[I want to first note for the benefit of readers that I am Hal Finney
and no relation to Hal Ruhl - it can be confusing having two Hal's on
the list!]

Rolf Nelson writes:
> UDASSA (if I'm interpreting it right, Hal?) says:
>
> 1. The measure of programs that produce OM ("I am experiencing A, and
> I remember my previous experience as B") as its single output,
> compared to the measure of programs that produce OM ("I am not
> experiencing A, and I remember my previous experience as B") as its
> single output, is what we perceive as "the likelihood of A following
> B, rather than A not following B."

I think you mean, "the likelihood of A following B rather than not-A
following B". That's probably reasonable, although I suggested a somewhat
different approach in this (as usual) somewhat overly long posting:

http://www.nabble.com/Teleportation-thought-experiment-and-UD%2BASSA-tf3057020.html#a8498222

Imagine that we could write down a description of a person's mental
states for his whole lifetime, from birth to death. Every possible such
sequence would be a possible lifetime and would exist in the universe
of all information patterns. Some would have higher measure than others.
As usual, it is plausible that the highest-measure such lifetimes would
be those which exist as parts of universes that have reasonably simple
descriptions.

Then we can get at your question of what is the likelihood of A following
B by asking, what is the measure of all lifetimes which experience event
B followed by event A, compared to the measure of all lifetimes which
experience event B not followed by event A.

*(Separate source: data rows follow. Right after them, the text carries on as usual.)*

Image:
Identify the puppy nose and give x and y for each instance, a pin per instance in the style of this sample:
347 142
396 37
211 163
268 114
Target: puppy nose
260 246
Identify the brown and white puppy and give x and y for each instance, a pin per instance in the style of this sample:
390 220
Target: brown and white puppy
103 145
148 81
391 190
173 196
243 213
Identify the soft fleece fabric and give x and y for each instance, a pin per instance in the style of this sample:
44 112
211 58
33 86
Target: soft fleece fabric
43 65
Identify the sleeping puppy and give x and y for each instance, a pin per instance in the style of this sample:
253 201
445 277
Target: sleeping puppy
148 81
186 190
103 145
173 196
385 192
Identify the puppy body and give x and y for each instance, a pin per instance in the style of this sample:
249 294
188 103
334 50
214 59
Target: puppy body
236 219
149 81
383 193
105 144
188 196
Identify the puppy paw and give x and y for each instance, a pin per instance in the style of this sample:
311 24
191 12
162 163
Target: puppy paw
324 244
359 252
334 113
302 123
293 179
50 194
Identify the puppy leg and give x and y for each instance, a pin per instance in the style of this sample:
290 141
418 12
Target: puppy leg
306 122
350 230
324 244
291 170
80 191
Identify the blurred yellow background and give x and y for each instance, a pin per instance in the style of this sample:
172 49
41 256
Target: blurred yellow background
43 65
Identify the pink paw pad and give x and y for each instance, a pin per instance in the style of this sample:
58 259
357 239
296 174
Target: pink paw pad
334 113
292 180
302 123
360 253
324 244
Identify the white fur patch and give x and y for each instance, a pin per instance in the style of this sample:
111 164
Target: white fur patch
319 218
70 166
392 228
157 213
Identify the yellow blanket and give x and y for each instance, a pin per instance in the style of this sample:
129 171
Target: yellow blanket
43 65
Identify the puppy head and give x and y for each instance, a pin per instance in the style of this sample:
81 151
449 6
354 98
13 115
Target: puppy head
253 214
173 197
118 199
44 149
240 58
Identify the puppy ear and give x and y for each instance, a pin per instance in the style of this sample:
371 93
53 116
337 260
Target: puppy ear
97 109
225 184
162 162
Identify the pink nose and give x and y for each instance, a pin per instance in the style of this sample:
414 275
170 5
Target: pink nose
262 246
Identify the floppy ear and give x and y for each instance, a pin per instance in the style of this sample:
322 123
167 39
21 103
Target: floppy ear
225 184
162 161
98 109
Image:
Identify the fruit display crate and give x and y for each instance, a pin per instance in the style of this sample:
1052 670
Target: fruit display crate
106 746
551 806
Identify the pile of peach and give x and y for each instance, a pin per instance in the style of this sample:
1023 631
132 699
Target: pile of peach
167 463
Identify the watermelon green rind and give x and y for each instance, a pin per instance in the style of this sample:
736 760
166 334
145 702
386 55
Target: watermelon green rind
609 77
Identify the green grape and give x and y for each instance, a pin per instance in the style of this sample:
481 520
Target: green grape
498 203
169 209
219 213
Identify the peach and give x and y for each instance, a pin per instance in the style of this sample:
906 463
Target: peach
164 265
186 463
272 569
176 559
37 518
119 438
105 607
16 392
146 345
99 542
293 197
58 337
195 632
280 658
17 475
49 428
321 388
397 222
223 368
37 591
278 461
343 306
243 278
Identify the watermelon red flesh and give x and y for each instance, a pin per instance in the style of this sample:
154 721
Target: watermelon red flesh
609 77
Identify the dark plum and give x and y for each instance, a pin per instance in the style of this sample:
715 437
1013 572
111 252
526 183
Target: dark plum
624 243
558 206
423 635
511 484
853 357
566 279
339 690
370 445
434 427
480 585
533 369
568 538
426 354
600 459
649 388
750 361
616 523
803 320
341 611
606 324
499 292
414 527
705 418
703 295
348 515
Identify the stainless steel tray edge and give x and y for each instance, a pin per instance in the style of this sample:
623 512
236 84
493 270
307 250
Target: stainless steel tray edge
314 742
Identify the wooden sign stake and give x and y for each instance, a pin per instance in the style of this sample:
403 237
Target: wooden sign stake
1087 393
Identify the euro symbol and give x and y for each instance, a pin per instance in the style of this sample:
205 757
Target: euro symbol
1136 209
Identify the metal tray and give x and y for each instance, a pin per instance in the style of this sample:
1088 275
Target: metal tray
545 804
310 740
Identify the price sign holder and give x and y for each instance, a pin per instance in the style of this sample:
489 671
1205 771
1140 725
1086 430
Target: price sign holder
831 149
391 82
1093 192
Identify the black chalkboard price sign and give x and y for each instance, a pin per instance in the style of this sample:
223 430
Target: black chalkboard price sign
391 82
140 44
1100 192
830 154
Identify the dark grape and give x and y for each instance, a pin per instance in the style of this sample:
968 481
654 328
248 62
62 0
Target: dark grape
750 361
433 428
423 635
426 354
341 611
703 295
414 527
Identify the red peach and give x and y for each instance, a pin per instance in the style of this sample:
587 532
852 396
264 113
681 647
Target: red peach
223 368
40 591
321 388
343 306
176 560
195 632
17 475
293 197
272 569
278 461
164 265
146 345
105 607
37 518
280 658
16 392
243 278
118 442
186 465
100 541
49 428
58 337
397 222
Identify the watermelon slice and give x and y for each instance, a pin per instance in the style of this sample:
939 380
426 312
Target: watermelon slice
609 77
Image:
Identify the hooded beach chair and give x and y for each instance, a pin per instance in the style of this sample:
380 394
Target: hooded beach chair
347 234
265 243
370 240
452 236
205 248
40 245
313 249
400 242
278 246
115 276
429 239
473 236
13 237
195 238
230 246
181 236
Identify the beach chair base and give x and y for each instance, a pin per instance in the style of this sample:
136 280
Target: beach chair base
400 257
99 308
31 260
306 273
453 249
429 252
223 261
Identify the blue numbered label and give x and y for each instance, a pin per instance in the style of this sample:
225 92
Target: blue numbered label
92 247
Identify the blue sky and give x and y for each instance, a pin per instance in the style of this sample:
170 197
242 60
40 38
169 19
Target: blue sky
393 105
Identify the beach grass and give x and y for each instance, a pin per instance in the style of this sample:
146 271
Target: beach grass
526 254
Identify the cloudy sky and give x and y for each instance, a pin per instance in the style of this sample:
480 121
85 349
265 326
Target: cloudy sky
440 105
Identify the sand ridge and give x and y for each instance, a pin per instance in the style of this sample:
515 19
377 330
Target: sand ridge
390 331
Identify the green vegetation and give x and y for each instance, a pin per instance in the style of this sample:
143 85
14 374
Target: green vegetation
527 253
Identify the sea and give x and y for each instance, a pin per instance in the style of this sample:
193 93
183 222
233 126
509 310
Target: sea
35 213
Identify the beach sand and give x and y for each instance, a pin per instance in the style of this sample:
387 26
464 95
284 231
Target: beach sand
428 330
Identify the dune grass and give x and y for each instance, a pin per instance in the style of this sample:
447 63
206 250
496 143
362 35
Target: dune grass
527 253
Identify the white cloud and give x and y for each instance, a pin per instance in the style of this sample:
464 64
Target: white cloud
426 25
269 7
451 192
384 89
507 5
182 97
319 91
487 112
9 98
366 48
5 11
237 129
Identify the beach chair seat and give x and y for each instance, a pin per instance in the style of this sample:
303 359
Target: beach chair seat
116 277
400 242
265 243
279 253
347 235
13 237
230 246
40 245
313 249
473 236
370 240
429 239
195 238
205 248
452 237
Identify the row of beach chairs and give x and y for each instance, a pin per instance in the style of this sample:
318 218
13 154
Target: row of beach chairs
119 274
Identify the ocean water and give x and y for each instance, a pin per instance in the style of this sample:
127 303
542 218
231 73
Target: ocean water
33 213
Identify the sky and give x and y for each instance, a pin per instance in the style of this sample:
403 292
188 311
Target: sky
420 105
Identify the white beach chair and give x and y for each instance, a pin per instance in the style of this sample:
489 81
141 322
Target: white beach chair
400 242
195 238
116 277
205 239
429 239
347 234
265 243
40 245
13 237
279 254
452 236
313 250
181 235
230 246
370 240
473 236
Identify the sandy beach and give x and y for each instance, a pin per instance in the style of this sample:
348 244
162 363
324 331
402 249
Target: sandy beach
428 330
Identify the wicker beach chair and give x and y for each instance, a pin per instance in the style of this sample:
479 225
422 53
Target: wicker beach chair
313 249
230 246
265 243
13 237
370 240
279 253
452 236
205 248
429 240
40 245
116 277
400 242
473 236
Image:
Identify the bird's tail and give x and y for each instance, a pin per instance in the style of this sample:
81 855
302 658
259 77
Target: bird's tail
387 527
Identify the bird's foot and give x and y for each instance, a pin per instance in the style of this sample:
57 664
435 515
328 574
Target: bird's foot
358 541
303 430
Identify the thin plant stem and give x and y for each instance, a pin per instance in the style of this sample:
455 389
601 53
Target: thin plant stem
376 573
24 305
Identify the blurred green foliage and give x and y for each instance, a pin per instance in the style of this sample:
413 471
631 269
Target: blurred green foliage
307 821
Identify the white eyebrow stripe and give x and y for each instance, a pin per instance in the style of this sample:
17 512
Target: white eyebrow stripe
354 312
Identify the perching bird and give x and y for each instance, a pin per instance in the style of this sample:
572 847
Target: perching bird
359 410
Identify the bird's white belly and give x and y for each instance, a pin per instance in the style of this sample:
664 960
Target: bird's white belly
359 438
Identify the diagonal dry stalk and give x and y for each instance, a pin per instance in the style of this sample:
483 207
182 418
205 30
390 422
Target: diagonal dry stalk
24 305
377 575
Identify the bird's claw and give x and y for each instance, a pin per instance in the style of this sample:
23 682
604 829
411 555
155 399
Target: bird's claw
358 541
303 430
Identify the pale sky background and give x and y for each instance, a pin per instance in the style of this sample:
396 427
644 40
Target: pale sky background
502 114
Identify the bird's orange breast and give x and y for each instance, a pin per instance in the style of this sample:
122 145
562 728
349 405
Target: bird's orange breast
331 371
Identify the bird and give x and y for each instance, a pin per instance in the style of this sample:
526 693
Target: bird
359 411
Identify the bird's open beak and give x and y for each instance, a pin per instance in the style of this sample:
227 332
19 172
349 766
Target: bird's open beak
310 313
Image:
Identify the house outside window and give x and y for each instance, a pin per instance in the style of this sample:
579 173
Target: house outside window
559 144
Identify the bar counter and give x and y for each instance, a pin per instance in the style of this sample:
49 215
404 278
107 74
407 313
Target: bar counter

The difference from what you expressed would be, for example, if some
future civilization creates simulated OMs which remember B followed by
A, while in the "real world" B did not get followed by A. Your OM based
formulation might have those future OMs add quite a bit of measure to
B-then-A, while the lifetime based formulation would consider those
as less important, because of the discontinuity between the "original"
lifetime and the future simulation of B-then-A.

The lifetime formulation also captures the intuition many people have
that consciousness should not "jump around" as observer moments are
created in the various simulations and scenarios we imagine in our
thought experiments. That was the conclusion I reached in the posting
referenced above, that teleportation might in some sense "not work"
even though someone walks out of the machine thousands of miles away
who remembers walking into it. The measure of such a lifetime would be
substantially less than that of a similar person who never teleports.